The result seems like coffeecake to me. It is undeniably good and very moist, but the cake is not so much cakelike. I can't do much better than that with a description, I'm afraid. It is good with coffee, though.

The moistness is a bit of a worry to me, since I'm afraid that it might grow mold before I eat it all, which would be a shame since it appears to be getting better with time. The Italian prune plums are very small, so despite there being forty-eight plum quarters in the cake, they are mostly on the bottom and not as present as one might expect. In fact, if and when I try this cake again, I might use half again as many plums and only two-thirds as much batter. Or I might just go with prunes marinated in a little bit of some potent potable or other. Then again, I might just return to my excellent prune cake, whose name is so long that I can't remember it (I cannot bring myself to look it up, any more than I could be bothered to look up John Hess). So many choices, so little time: story of my culinary life.

Plum Coffeecake

12 prune plums
3/4 cup sugar, divided
1 cup whole wheat flour
1/2 cup whole rolled oats
1 1/2 cups toasted walnuts
1/2 t. salt
1 1/2 t. baking powder
1/4 pound butter, at room temperature
3 eggs
1 t. vanilla extract
3/4 cup milk


Preheat oven to 350 degrees.

Cut each plum into quarters, discarding the pits. Toss the plums with about half the sugar in a bowl and let them sit for fifteen minutes.

Put the flour and oats in a food processor and process until the oats are finely ground. Add the walnuts and pulse until the walnuts are finely chopped, but not ground.

Put the flour mixture into your mixer bowl and add the remaining sugar, the baking powder, and the salt. With the whisk attachment, mix for two minutes. With the mixer running, add the butter a tablespoon at a time until it is well incorporated. Add the eggs, one at a time. Add the vanilla and milk. Whisk until smooth, scraping down the bowl if necessary.

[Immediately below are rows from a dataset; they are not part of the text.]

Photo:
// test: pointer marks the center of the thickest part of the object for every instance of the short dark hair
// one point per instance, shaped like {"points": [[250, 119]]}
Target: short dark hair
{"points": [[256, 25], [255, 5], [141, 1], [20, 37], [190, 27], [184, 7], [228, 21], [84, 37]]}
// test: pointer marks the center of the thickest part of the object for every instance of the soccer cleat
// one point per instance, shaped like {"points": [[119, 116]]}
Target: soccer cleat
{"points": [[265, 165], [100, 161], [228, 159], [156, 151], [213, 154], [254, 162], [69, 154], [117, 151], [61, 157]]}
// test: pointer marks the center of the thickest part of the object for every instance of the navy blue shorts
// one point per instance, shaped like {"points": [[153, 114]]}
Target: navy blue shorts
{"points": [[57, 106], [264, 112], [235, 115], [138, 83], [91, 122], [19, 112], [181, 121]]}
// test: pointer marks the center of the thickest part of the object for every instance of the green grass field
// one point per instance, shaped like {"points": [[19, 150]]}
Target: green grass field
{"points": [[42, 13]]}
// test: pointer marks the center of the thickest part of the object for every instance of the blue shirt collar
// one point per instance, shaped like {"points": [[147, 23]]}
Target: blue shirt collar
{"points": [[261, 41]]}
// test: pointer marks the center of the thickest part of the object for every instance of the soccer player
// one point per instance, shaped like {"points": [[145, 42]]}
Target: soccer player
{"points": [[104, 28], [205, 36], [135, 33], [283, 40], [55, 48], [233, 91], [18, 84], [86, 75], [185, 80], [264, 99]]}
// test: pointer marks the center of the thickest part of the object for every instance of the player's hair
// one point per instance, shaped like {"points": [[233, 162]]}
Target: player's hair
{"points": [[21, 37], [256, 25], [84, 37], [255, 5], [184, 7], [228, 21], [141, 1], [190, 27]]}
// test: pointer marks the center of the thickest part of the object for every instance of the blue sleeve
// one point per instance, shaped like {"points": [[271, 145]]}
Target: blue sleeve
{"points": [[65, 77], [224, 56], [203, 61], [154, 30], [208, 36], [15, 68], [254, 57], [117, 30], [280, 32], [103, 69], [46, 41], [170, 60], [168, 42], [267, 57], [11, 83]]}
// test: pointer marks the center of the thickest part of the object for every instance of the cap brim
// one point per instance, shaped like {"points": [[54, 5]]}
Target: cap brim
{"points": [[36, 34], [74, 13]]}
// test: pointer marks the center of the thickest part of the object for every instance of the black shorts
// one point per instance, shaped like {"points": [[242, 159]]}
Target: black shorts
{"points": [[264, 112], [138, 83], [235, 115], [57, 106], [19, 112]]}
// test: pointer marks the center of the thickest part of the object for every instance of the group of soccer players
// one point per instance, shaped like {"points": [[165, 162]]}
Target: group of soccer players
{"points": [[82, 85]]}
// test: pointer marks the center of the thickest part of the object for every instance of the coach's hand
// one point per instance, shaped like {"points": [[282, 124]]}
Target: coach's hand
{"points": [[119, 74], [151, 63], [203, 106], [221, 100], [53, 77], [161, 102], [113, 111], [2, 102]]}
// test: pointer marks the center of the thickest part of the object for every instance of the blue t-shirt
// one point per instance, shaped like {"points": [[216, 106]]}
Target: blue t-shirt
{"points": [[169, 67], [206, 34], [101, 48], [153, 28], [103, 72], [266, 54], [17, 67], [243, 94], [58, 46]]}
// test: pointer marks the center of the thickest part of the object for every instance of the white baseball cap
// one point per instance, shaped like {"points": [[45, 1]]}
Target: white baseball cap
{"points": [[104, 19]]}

Pour the plums and sugar into the batter and fold in by hand. Turn into a prepared 8- or 9-inch springform pan. Bake for 45-50 minutes, or until a toothpick comes out clean. Remove from the oven and let sit for ten minutes, then remove the side of the springform pan and invert onto a rack. Remove the bottom of the springform pan and let cool completely. Serve with coffee, just so I won't be a liar. Well, about this, anyway.


What I'm calling prune plums are the small, dark purple plums that have a sort of white dust on the skin. They are shaped sort of like tiny brains, except that the skin is smooth where a brain would be wrinkled (I am trying really, really hard here to avoid saying that they're shaped like testicles, even though they really are). You could probably use any plum, but since most plums are larger, you might want to use fewer and/or cut them into more pieces.


As far as the glycemic index and all that goes, I didn't really follow up by calculating how this coffeecake stacks up against my other cakes. I think that this recipe ought to be more friendly to your blood sugar than one made with regular sugar and regular white flour, but how much friendlier is certainly an unresolved question.

2 Comments:

Anonymous redfox said...

Prune plums are really the perfect plums for baking, testiclish or nay.

5:32 PM  
Blogger Judith in Umbria said...

You are both right. Plums in general are susine in Italian, but the susina Stanley, that blue one, is also prugna.
I prefer some acid, but these work anytime you don't want sweet and sour elements. The season here in Italy is a blink of the eye.